Nearly incompressible fluids. II: Magnetohydrodynamics, turbulence, and waves

Abstract

The theory of nearly incompressible (NI) fluid dynamics developed previously for hydrodynamics is extended to magnetohydrodynamics (MHD). On the basis of a singular expansion technique, modified systems of fluid equations are derived for which the effects of compressibility are admitted only weakly in terms of the different possible incompressible solutions (thus ‘‘nearly incompressible MHD’’). NI MHD represents the interface between the compressible and incompressible magnetofluid descriptions in the subsonic regime. The theory developed here does not hold in the presence of very large thermal, gravitational, or field gradients.

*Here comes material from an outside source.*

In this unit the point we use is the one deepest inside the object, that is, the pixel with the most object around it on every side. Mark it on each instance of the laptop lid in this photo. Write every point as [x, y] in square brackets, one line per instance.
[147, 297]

It is found that there exist three distinct NI descriptions corresponding to each of the three possible plasma beta (β ≡ the ratio of thermal to magnetic pressure) regimes (β≪1, β∼1, β≫1). In the β≫1 regime, the compressible MHD description converges in the low Mach number limit to the equations of classical incompressible three‐dimensional (3‐D) MHD. However, for the remaining plasma beta regimes, the imposition of a large dc magnetic field forces the equations of fully compressible 3‐D MHD to converge to the equations of 2‐D incompressible MHD in the low Mach number limit. The ‘‘collapse in dimensionality’’ corresponding to the different plasma beta regimes clarifies the distinction between the 3‐D and 2‐D incompressible MHD descriptions (and also that of 21/2‐D incompressible MHD). The collapse in dimensionality that occurs as a result of a decreased plasma beta can carry over to the weakly compressible corrections. For a β∼1 plasma, Alfvén waves propagate parallel to the applied magnetic field (reminiscent of reduced MHD), while for a β≪1 magnetofluid, quasi‐1‐D long‐wavelength acoustic modes propagate parallel to the applied magnetic field. The detailed theory of weakly compressible corrections to the various incompressible MHD descriptions is presented and the implications for the solar wind emphasized.